MacRath Mòr in Caversta

Caversta’s claim to fame centres round the Rev John Macrae, minister of Lochs from 1857-1866.
MacRath Mòr, ‘Big Macrae’, who was a physical and spiritual giant was a household name in Scotland in the latter half of the nineteenth century , having ministered at Cross (1833), Knockbain (1839), Greenock (1849), Lochs (1857) and Carloway (1866) before retiring to Stornoway in 1871 where he preached regularly after his retirement.
Lochs (Crossbost) at that time was a congregation of around 5000 people. There were no Free Church buildings at Kinloch or Pairc in these days and with roads being few and far between in what was a large and widely dispersed area. It was with this in mind that the people of Snizort in Skye presented Macrath Mór with a yacht, The Wild Duck which was sailed to Lewis by his good friend Rev Roderick Macleod of Snizort.
This is where Caversta comes to the fore. Because of its central location ‘Gob Chabharstaigh’ became a meeting place and whenever Rev Macrae was to preach there, people came by boat from Kinloch, North Lochs, Cromore and Marvig while those from Gravir, Lemreway and Orinsay came on foot.
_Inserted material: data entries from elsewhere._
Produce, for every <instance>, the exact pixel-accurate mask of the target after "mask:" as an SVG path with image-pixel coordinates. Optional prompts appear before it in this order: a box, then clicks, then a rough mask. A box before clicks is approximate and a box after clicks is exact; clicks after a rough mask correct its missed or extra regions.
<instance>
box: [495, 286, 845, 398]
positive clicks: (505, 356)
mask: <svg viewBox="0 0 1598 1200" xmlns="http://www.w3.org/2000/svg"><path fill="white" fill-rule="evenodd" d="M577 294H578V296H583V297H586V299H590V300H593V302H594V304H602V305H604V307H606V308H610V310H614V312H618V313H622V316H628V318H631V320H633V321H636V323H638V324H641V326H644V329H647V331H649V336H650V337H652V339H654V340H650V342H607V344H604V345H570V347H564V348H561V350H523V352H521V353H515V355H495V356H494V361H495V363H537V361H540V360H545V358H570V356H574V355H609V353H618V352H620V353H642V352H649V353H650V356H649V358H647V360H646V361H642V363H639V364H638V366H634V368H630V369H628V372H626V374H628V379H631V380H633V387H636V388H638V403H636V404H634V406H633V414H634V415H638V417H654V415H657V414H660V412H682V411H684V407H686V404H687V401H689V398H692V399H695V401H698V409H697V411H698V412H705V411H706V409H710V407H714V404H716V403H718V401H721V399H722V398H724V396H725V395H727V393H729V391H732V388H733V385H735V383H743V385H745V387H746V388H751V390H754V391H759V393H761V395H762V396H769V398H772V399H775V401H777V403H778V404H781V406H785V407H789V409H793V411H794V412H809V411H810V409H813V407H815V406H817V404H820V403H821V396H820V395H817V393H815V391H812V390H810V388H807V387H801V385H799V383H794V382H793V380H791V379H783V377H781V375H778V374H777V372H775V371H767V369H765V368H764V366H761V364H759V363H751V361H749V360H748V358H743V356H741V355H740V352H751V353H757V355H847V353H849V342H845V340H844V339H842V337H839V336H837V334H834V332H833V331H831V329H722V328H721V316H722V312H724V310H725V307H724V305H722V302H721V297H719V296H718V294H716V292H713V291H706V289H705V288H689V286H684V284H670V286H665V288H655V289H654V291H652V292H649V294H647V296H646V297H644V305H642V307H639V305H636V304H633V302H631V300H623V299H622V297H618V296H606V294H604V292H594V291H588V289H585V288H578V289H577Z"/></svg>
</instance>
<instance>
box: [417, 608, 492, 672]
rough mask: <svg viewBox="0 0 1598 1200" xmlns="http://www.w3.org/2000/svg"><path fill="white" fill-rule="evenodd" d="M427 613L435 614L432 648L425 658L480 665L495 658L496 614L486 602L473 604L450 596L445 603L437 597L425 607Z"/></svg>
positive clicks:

It is very likely that the ‘tent’ or portable pulpit, at present in the museum at Gravir was used there and there is part of a wall at number 3 in an area known as ‘Tobair na Tent‘.
Macrath Mór’s wife was Penelope Mackenzie, daughter of Captain Thomas Mackenzie, tacksman at Bayble. She is buried in Eilean Chalum Chille where the inscription on her gravestone is still legible but Macrae himself was buried at Greenock.